The plowman hopped around, shaking one heavily booted foot. “The bedamned, blighted harrow is come undone.” He wrapped the reins, fanned himself with his battered hat, and pointed at the harrow. “If we’d been in the field, this would have taken m’foot clean off.”
“The bolts are loose,” North growled, squatting carefully beside the heavy iron frame. “Those two sheared just now, and the rest are likely to at the next bump or rock. God above, I should have checked this over. I should have seen this.”
“Good thing yon beasts is well trained,” the plowman said. “If they weren’t so quick to mind, they would have pulled me along, regardless.”
Beck knelt to examine the problem. “Can it be repaired?”
“It will be a damned pain in the ass.” North rose stiffly. “We’ll have to get the parts in to the blacksmith and hope he has the means to weld and bolt on hand, then get the whole business back here somehow.”
“It can wait,” Beck said. “We’ve two in the field, which is twice what we had on hand, and Sutcliffe can spare the help.”
North gave a terse nod but gestured with his chin to indicate they needed some privacy.
“Is your foot all right?” Beck asked the plowman.
“Right enough. It got a good stubbing, but no real harm, thank the good Lord.”
“Unhitch the team, and you can assist with the seeding,” Beck said. “We’ll switch teams at midday to rest the horses.”

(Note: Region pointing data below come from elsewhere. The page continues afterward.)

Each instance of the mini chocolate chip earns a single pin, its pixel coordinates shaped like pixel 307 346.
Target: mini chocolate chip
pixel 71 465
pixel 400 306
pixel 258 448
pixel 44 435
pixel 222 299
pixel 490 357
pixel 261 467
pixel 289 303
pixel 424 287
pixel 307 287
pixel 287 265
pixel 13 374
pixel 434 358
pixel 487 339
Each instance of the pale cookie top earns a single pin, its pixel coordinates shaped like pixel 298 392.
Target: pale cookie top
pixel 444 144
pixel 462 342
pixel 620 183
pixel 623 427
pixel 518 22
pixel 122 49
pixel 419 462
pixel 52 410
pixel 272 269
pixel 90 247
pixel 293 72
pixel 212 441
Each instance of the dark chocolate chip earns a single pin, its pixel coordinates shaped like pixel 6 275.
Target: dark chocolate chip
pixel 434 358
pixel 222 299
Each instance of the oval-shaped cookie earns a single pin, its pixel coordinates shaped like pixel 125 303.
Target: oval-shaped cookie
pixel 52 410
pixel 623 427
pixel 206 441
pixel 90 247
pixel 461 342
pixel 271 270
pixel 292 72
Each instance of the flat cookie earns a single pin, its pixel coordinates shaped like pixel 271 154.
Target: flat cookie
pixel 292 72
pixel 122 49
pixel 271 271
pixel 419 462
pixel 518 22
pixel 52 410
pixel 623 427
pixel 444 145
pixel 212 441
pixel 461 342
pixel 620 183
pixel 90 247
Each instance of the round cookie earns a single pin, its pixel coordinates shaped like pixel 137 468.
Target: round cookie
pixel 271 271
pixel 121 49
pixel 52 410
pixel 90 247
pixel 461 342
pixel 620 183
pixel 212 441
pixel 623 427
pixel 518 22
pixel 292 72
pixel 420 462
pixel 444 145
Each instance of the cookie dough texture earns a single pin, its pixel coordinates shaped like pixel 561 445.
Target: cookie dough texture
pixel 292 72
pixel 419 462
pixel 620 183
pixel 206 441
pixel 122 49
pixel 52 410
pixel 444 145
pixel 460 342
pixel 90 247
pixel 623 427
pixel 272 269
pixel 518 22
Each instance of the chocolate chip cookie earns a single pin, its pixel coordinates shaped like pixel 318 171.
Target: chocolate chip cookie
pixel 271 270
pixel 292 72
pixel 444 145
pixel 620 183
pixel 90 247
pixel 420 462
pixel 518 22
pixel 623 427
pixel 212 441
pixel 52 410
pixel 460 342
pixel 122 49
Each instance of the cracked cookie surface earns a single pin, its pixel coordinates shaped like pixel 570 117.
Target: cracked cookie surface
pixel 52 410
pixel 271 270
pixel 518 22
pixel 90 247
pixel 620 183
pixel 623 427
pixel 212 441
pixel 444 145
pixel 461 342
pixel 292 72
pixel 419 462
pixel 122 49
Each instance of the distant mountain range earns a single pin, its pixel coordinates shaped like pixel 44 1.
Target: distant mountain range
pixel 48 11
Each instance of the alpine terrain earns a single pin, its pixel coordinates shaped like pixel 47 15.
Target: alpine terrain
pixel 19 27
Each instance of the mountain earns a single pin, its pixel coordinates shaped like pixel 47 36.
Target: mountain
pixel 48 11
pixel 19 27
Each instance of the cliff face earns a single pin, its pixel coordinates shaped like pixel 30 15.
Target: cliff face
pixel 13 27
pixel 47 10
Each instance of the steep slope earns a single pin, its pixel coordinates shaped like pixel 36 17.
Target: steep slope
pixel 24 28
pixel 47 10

“Right, guv.” The man moved to the horse’s bridles, pitching his voice to the horses as he did. Beck accompanied North to the side of the barn and waited, because clearly, North had something to say.
“I did check that equipment,” North began in a low, angry rumble. “I work largely alone here, and I don’t relish the thought of bleeding to death trapped beneath a faulty piece of equipment. I checked that thing over before I put it up last spring, and I checked every piece of equipment on the property as part of the winter inventory. I checked it again when we finished plowing.”
“What are you saying, North?”
“Somebody broke our damned harrow. It’s the only one on the property still functional, and the repair will take at least two weeks. Even if you went to Portsmouth for a replacement, by the time you got one here, you would have lost several weeks of spring growing.”